To spice things up, the client programs the source server to trigger an interrupt and then migrates to the destination server; the programmed interrupt is delivered by the destination server. Also, while the device is being live migrated, the client spawns a thread that constantly writes to BAR1 in a tight loop. This thread emulates the guest VM accessing the device while the main thread (what would normally be QEMU) is driving the migration.

Start the source server as follows (pick whatever you like for /tmp/vfio-user.sock):

rm -f /tmp/vfio-user.sock* ; build/dbg/samples/server -v /tmp/vfio-user.sock

And then the client:

build/dbg/samples/client /tmp/vfio-user.sock

After a couple of seconds the client will start live migration. The source server will exit and the destination server will start, watch the client terminal for destination server messages.

gpio

A gpio server implements a very simple GPIO device that can be used with a Linux VM.
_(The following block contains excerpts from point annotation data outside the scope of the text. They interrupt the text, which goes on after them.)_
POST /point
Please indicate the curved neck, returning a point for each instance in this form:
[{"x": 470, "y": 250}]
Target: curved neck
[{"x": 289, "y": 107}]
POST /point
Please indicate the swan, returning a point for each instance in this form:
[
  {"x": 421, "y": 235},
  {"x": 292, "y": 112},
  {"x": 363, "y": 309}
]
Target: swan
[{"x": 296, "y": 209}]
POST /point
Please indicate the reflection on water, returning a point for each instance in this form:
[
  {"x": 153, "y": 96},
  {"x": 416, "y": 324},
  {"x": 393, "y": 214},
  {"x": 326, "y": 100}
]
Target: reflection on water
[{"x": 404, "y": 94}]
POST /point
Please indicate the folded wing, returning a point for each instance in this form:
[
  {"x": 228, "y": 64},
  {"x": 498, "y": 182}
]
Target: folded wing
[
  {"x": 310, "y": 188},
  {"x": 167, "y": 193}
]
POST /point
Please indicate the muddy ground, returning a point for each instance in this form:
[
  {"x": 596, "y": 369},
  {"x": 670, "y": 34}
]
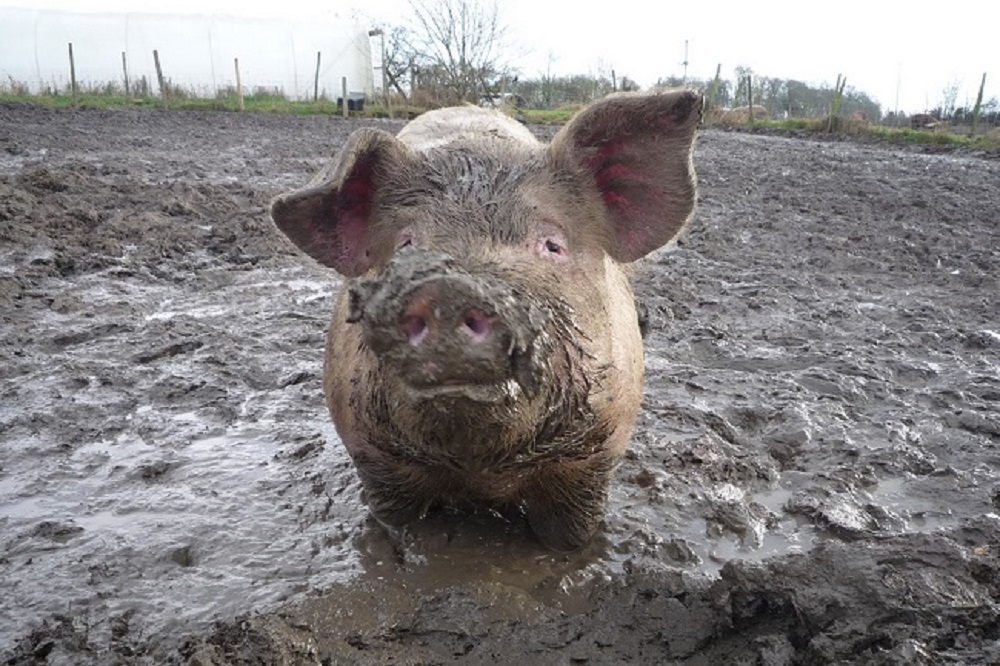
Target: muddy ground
[{"x": 813, "y": 480}]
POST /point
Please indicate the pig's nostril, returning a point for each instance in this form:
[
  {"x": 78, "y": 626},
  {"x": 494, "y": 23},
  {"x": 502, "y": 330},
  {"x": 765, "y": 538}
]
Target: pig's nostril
[
  {"x": 477, "y": 325},
  {"x": 415, "y": 329}
]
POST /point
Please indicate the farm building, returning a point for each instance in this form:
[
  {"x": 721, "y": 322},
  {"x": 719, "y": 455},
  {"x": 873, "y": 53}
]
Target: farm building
[{"x": 197, "y": 53}]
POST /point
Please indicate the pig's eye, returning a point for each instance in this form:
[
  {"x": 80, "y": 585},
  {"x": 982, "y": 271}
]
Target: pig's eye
[{"x": 553, "y": 247}]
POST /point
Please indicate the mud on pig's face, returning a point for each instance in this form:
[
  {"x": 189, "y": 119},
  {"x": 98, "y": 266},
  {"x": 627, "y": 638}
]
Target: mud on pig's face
[{"x": 486, "y": 269}]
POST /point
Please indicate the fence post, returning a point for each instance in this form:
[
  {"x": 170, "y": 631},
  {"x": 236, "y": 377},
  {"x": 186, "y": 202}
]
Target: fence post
[
  {"x": 125, "y": 72},
  {"x": 316, "y": 79},
  {"x": 239, "y": 85},
  {"x": 159, "y": 77},
  {"x": 72, "y": 72}
]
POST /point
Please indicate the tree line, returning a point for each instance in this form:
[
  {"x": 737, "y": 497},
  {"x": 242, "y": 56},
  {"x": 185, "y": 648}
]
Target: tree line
[{"x": 453, "y": 51}]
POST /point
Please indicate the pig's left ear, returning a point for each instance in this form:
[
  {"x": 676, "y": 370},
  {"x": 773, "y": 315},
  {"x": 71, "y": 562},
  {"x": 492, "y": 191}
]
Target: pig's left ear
[{"x": 636, "y": 150}]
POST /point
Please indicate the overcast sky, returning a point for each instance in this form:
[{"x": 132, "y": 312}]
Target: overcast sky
[{"x": 915, "y": 47}]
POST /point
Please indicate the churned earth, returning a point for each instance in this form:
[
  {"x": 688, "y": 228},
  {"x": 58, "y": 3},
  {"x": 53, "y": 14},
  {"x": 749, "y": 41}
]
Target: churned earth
[{"x": 814, "y": 478}]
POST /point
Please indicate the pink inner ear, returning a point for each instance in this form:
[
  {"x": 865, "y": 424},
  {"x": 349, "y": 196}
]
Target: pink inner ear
[
  {"x": 352, "y": 209},
  {"x": 613, "y": 175},
  {"x": 628, "y": 191}
]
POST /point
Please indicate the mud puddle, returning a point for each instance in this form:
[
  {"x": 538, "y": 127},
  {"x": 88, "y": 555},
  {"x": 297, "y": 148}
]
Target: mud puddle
[{"x": 813, "y": 479}]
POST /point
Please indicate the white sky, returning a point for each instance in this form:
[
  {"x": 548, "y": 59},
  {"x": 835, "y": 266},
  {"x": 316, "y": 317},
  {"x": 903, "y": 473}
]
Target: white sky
[{"x": 876, "y": 44}]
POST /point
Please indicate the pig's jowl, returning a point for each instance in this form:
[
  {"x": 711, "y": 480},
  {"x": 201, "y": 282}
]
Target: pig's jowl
[{"x": 485, "y": 351}]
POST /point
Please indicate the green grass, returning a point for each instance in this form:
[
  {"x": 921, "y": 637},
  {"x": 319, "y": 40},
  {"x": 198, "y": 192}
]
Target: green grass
[
  {"x": 265, "y": 101},
  {"x": 942, "y": 136}
]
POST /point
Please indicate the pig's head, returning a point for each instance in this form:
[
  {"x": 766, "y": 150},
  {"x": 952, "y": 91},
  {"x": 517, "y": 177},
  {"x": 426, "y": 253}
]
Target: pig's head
[{"x": 488, "y": 327}]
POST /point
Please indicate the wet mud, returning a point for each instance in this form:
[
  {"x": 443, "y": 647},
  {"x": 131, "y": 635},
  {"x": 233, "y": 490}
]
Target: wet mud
[{"x": 813, "y": 479}]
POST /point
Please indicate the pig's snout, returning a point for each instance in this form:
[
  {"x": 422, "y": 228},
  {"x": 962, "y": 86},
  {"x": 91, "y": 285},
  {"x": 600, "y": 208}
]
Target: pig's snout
[
  {"x": 439, "y": 310},
  {"x": 446, "y": 331}
]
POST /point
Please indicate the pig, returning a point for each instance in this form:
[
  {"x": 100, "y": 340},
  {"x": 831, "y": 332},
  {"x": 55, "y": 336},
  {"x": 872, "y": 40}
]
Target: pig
[{"x": 484, "y": 352}]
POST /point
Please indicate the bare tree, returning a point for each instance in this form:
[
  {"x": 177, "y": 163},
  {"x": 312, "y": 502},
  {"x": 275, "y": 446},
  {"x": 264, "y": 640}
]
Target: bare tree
[{"x": 458, "y": 46}]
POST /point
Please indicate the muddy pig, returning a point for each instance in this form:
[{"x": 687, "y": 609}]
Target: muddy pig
[{"x": 485, "y": 351}]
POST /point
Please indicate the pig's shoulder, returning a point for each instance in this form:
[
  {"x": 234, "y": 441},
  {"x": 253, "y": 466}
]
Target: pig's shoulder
[{"x": 440, "y": 127}]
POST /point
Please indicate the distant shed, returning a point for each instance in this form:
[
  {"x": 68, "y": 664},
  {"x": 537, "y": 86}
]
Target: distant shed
[{"x": 196, "y": 52}]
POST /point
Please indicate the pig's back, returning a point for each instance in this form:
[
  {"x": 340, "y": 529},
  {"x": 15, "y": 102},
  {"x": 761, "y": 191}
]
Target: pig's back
[{"x": 443, "y": 126}]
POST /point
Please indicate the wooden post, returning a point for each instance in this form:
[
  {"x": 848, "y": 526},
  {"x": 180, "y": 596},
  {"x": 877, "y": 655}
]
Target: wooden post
[
  {"x": 239, "y": 85},
  {"x": 159, "y": 76},
  {"x": 72, "y": 72},
  {"x": 979, "y": 105},
  {"x": 343, "y": 88},
  {"x": 125, "y": 72},
  {"x": 316, "y": 79}
]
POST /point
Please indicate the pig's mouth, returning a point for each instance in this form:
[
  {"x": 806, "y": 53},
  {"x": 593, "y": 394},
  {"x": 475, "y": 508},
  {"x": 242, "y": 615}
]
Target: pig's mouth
[{"x": 463, "y": 391}]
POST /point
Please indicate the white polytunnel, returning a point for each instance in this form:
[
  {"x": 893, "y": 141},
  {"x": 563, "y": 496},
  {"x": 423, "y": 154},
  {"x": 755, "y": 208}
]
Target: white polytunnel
[{"x": 197, "y": 53}]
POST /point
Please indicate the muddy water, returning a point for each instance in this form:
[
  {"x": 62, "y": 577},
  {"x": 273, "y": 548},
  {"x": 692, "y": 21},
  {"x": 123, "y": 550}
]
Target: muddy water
[{"x": 813, "y": 477}]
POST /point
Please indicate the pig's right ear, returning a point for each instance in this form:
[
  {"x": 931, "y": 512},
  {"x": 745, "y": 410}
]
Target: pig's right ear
[{"x": 330, "y": 218}]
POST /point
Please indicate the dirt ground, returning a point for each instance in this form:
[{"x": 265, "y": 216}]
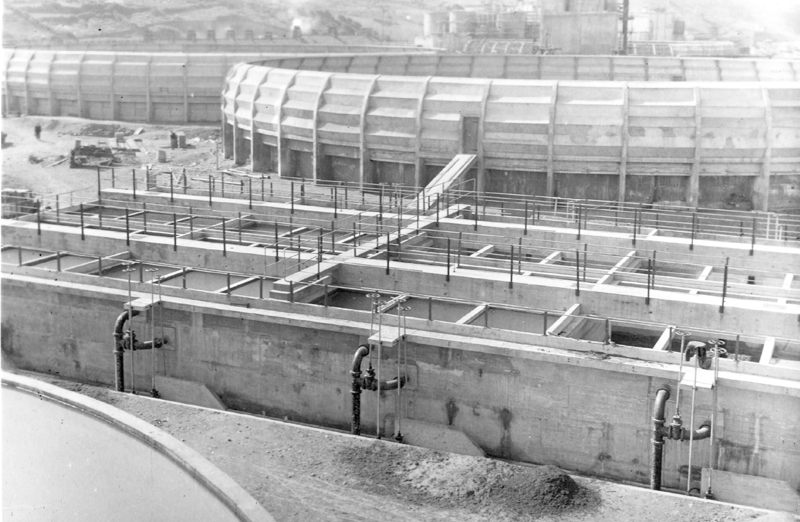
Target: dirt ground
[
  {"x": 58, "y": 138},
  {"x": 300, "y": 473}
]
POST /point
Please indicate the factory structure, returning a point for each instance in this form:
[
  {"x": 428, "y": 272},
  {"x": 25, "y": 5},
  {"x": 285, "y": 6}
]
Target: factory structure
[
  {"x": 585, "y": 27},
  {"x": 585, "y": 260}
]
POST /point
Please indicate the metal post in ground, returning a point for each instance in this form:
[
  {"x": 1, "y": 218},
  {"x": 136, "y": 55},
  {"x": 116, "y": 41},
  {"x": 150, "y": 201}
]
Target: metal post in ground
[
  {"x": 224, "y": 240},
  {"x": 388, "y": 245},
  {"x": 525, "y": 218},
  {"x": 447, "y": 278},
  {"x": 724, "y": 286},
  {"x": 511, "y": 269}
]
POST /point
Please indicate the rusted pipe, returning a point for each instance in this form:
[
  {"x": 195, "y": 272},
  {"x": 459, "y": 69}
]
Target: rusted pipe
[
  {"x": 657, "y": 452},
  {"x": 673, "y": 432},
  {"x": 126, "y": 340},
  {"x": 369, "y": 382}
]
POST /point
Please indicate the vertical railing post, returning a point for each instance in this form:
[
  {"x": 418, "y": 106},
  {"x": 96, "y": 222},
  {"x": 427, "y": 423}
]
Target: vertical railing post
[
  {"x": 525, "y": 230},
  {"x": 82, "y": 232},
  {"x": 224, "y": 240},
  {"x": 388, "y": 246},
  {"x": 276, "y": 242},
  {"x": 724, "y": 286},
  {"x": 511, "y": 269},
  {"x": 475, "y": 212},
  {"x": 447, "y": 278}
]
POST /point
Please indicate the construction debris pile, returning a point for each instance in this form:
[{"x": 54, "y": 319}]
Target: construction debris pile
[
  {"x": 91, "y": 156},
  {"x": 103, "y": 130}
]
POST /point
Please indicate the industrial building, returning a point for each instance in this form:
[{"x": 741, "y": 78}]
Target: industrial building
[{"x": 541, "y": 253}]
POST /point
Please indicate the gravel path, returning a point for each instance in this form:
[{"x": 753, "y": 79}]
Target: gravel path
[{"x": 300, "y": 473}]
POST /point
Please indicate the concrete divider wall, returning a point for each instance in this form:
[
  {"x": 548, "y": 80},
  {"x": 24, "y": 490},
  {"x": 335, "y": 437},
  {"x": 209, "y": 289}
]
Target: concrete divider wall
[{"x": 519, "y": 402}]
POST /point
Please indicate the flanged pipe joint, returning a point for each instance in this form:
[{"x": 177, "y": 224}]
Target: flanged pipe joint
[
  {"x": 126, "y": 340},
  {"x": 367, "y": 382},
  {"x": 675, "y": 431}
]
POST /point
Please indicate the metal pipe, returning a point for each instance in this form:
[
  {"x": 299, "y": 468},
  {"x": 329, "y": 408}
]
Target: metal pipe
[{"x": 657, "y": 449}]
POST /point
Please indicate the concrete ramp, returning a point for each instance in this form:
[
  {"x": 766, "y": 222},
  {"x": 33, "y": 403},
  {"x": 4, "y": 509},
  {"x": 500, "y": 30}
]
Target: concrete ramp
[
  {"x": 750, "y": 490},
  {"x": 187, "y": 392},
  {"x": 450, "y": 175}
]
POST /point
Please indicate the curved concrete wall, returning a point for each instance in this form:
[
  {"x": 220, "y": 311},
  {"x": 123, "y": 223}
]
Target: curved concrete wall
[
  {"x": 67, "y": 456},
  {"x": 386, "y": 121}
]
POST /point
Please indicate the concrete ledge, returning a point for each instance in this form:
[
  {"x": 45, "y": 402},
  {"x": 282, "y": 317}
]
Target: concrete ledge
[
  {"x": 188, "y": 392},
  {"x": 750, "y": 490},
  {"x": 436, "y": 437},
  {"x": 244, "y": 506}
]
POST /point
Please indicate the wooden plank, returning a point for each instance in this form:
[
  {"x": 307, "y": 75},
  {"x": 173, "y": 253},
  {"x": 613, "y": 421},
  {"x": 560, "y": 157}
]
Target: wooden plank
[
  {"x": 703, "y": 276},
  {"x": 767, "y": 351}
]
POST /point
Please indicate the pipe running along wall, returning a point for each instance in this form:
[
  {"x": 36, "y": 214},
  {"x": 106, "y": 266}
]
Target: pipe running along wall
[
  {"x": 367, "y": 383},
  {"x": 126, "y": 340},
  {"x": 675, "y": 431}
]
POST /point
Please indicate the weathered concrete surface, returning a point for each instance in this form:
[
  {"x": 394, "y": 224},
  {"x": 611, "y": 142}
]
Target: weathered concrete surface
[
  {"x": 187, "y": 392},
  {"x": 66, "y": 455},
  {"x": 515, "y": 401},
  {"x": 751, "y": 491}
]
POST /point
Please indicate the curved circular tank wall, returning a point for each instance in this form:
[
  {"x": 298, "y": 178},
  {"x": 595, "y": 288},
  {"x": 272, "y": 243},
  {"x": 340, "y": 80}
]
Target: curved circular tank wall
[{"x": 64, "y": 460}]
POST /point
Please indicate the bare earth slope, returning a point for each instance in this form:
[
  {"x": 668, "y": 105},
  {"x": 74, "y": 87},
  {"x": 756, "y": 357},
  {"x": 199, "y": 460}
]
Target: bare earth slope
[{"x": 299, "y": 473}]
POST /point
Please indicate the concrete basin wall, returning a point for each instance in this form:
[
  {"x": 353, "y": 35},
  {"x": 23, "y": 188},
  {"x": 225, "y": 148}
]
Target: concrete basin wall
[
  {"x": 517, "y": 400},
  {"x": 67, "y": 456}
]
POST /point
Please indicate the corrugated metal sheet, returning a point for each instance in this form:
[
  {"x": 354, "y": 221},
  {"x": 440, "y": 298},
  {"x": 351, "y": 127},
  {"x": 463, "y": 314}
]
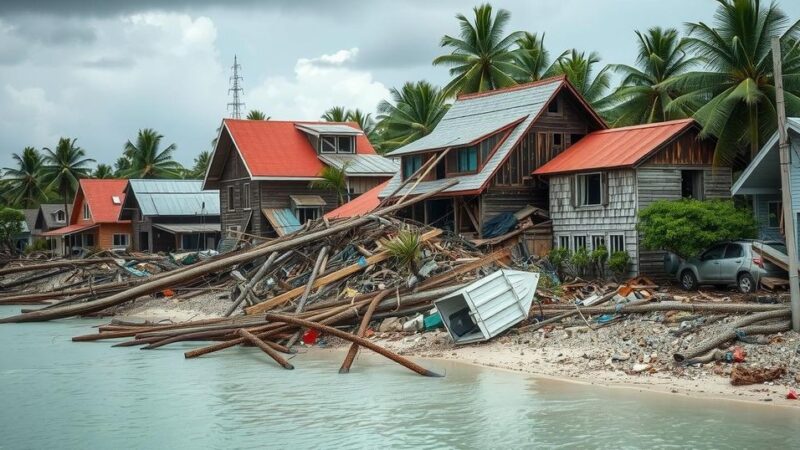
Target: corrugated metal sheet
[
  {"x": 189, "y": 227},
  {"x": 325, "y": 128},
  {"x": 614, "y": 148},
  {"x": 174, "y": 198},
  {"x": 495, "y": 303},
  {"x": 362, "y": 165},
  {"x": 283, "y": 221}
]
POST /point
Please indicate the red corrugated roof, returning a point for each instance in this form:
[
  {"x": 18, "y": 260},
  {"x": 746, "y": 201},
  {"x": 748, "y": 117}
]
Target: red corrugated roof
[
  {"x": 613, "y": 148},
  {"x": 364, "y": 204},
  {"x": 98, "y": 194},
  {"x": 272, "y": 148}
]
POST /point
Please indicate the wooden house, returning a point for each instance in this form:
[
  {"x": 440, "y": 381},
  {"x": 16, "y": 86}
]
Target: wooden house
[
  {"x": 171, "y": 215},
  {"x": 95, "y": 221},
  {"x": 761, "y": 183},
  {"x": 264, "y": 170},
  {"x": 493, "y": 140},
  {"x": 598, "y": 186}
]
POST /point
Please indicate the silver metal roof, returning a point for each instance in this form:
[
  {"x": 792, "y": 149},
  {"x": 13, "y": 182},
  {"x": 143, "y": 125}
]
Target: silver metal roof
[
  {"x": 362, "y": 165},
  {"x": 174, "y": 198},
  {"x": 474, "y": 117},
  {"x": 328, "y": 128}
]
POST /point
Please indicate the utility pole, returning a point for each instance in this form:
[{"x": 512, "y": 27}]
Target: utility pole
[
  {"x": 236, "y": 91},
  {"x": 786, "y": 193}
]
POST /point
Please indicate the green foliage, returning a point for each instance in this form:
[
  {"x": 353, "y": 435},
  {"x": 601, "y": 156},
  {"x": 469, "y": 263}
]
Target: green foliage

First, download and build this branch of qemu.

Start the gpio server process:

rm /tmp/vfio-user.sock
./build/dbg/samples/gpio-pci-idio-16 -v /tmp/vfio-user.sock &

Create a Linux install image, or use a pre-made one. You‘ll probably also need to build the gpio-pci-idio-16 kernel module yourself - it’s part of the standard Linux kernel, but not usually built and shipped on x86. Start your guest VM:

./x86_64-softmmu/qemu-system-x86_64  -mem-prealloc -m 256 \
-object memory-backend-file,id=ram-node0,prealloc=yes,mem-path=/dev/hugepages/gpio,share=yes,size=256M \
-numa node,memdev=ram-node0 \
-kernel ~/vmlinuz -initrd ~/initrd -nographic \
-append "console=ttyS0 root=/dev/sda1 single" \
-hda ~/bionic-server-cloudimg-amd64-0.raw \
-device vfio-user-pci,socket=/tmp/vfio-user.sock

Log in to your guest VM, and you should be able to load the module and observe the emulated GPIO device's pins:

insmod gpio-pci-idio-16.ko
cat /sys/class/gpio/gpiochip480/base > /sys/class/gpio/export
for ((i=0;i<12;i++)); do cat /sys/class/gpio/OUT0/value; done

Other devices based on libvfio-user:

  • nvmf/vfio-user: a virtual NVMe controller using SPDK, see docs/spdk.md for more details.

libvirt

  1. Add xmlns:qemu='http://libvirt.org/schemas/domain/qemu/1.0' to the domain element.

  2. Enable sharing of the guest's RAM:

  3. Pass the vfio-user device:

    qemu:commandline <qemu:arg value=‘-device’/> <qemu:arg value=‘vfio-user-pci,socket=/var/run/vfio-user.sock,x-enable-migration=on’/> </qemu:commandline>

Testing

See Testing.

History

This project was formerly known as “muser”, short for “Mediated Userspace Device”. It implemented a proof-of-concept VFIO mediated device in userspace. Normally, VFIO mdev devices require a kernel module; muser implemented a small kernel module that forwarded onto userspace. The old kernel-module-based implementation can be found in the kmod branch.

License

Copyright © 2019-2020 Nutanix Inc. All rights reserved.

Redistribution and use in source and binary forms, with or without modification, are permitted provided that the following conditions are met:

  • Redistributions of source code must retain the above copyright notice, this list of conditions and the following disclaimer.

  • Redistributions in binary form must reproduce the above copyright notice, this list of conditions and the following disclaimer in the documentation and/or other materials provided with the distribution.

  • Neither the name of Nutanix nor the names of its contributors may be used to endorse or promote products derived from this software without specific prior written permission.

THIS SOFTWARE IS PROVIDED BY THE COPYRIGHT HOLDERS AND CONTRIBUTORS “AS IS” AND ANY EXPRESS OR IMPLIED WARRANTIES, INCLUDING, BUT NOT LIMITED TO, THE IMPLIED WARRANTIES OF MERCHANTABILITY AND FITNESS FOR A PARTICULAR PURPOSE ARE DISCLAIMED. IN NO EVENT SHALL BE LIABLE FOR ANY DIRECT, INDIRECT, INCIDENTAL, SPECIAL, EXEMPLARY, OR CONSEQUENTIAL DAMAGES (INCLUDING, BUT NOT LIMITED TO, PROCUREMENT OF SUBSTITUTE GOODS OR SERVICES; LOSS OF USE, DATA, OR PROFITS; OR BUSINESS INTERRUPTION) HOWEVER CAUSED AND ON ANY THEORY OF LIABILITY, WHETHER IN CONTRACT, STRICT LIABILITY, OR TORT (INCLUDING NEGLIGENCE OR OTHERWISE) ARISING IN ANY WAY OUT OF THE USE OF THIS SOFTWARE, EVEN IF ADVISED OF THE POSSIBILITY OF SUCH DAMAGE.